The book “The Little Prince” even raises the ball of the inhabitants of Florianópolis: the lamp-lighters are the fishermen who, worried about that flying machine, made trails of lights so that the aviator could find the landing strip.

For some decades now, therefore, the south of the island has been a special place, generous to outsiders. It’s quieter, more rustic, almost a rural area, with grazing herds and all, with a cold sea nearby.

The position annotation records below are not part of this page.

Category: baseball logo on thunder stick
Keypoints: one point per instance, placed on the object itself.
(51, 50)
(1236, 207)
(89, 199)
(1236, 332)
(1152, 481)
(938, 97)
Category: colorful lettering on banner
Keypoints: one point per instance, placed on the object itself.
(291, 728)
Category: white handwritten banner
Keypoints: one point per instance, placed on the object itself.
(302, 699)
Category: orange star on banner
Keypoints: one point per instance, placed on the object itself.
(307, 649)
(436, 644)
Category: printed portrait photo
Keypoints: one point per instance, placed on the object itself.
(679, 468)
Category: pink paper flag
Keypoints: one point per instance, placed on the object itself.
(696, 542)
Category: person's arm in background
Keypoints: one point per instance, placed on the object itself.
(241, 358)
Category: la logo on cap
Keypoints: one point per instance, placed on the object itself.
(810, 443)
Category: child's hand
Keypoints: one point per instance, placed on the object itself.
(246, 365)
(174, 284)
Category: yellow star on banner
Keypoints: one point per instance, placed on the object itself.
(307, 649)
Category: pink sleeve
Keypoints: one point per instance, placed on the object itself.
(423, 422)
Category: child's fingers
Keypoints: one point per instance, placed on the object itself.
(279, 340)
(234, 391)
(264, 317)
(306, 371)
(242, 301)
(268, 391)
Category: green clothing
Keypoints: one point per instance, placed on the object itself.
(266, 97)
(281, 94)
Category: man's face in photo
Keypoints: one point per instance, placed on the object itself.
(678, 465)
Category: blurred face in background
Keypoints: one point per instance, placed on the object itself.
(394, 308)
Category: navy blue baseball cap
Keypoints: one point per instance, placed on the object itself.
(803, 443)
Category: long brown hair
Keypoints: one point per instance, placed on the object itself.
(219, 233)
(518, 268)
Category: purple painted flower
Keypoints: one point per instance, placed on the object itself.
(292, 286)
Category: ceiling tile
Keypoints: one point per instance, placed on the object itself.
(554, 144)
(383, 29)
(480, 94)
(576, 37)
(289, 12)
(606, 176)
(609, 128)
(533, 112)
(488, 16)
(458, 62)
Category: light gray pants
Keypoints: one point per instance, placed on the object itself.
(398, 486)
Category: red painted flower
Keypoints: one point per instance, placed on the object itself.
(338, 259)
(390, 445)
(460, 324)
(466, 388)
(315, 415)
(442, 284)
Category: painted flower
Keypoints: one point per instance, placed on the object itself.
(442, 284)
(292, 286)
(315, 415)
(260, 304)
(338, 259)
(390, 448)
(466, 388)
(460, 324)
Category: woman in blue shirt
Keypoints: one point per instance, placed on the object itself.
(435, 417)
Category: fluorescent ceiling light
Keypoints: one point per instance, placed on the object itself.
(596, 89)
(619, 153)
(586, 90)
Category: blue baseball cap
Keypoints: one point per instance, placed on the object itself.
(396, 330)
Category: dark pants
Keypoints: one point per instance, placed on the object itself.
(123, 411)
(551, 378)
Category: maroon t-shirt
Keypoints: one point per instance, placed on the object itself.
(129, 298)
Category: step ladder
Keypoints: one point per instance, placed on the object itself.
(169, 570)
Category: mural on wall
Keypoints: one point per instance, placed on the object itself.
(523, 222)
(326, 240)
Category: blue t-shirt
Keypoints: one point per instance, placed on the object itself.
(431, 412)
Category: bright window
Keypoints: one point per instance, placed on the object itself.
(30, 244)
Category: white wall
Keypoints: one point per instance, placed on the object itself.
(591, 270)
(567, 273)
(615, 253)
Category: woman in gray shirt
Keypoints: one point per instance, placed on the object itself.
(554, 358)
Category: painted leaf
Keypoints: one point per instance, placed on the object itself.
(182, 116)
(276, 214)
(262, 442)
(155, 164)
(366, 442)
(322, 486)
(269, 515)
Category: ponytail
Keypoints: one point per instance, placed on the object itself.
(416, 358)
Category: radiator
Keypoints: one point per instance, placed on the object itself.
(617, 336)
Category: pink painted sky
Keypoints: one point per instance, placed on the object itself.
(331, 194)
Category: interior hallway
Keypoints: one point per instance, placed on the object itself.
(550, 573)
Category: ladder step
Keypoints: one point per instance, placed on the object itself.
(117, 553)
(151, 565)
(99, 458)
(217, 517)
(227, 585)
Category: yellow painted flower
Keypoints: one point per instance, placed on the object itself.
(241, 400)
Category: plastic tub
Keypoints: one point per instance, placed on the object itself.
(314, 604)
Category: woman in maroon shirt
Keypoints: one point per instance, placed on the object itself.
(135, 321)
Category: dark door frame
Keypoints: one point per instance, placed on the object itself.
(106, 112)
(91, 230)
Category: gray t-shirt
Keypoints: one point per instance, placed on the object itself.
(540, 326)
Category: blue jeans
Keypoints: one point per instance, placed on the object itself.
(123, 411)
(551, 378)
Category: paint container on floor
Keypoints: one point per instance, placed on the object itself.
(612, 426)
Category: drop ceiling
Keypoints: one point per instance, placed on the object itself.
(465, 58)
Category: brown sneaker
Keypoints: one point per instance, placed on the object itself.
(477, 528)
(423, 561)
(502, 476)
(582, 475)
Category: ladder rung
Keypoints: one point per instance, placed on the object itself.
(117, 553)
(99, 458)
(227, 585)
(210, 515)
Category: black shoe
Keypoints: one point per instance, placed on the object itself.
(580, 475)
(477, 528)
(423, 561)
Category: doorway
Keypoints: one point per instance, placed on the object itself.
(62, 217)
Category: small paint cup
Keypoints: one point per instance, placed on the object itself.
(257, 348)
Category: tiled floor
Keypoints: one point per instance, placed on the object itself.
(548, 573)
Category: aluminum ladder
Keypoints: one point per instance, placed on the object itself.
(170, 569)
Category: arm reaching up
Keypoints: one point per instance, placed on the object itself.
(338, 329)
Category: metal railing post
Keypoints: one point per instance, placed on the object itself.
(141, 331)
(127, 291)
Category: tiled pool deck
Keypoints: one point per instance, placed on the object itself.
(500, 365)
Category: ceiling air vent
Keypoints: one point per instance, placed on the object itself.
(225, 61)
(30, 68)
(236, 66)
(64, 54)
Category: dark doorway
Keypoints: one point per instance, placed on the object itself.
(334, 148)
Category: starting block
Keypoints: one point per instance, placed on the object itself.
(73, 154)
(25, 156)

The best trails leave from or pass through Pântano do Sul, famous for Bar do Arante, which collects thousands of little notes hanging from the ceiling and walls. They are impressions from various eras, from visitors from Brazil and around the world, about the landscapes, the food, the drinks, the natives of the coast, which is among the privileged in the country.

Try to set aside at least a week for Florianópolis if you’re going for the first time. The boat trips to the colonial fortresses and Campeche Island alone take a full day each. Don’t forget that the South is not the Northeast: it’s only hot in spring and summer, from September or October until March or early April.

And come back: to your favorite bistro, to the new dance floor, to learn canoeing or windsurfing on the Lagoa. The printed map of Florianópolis, with its reliefs, recesses and coves, is already worthy of hanging on the wall. Seeing the map live is worth popping a sparkling wine cork.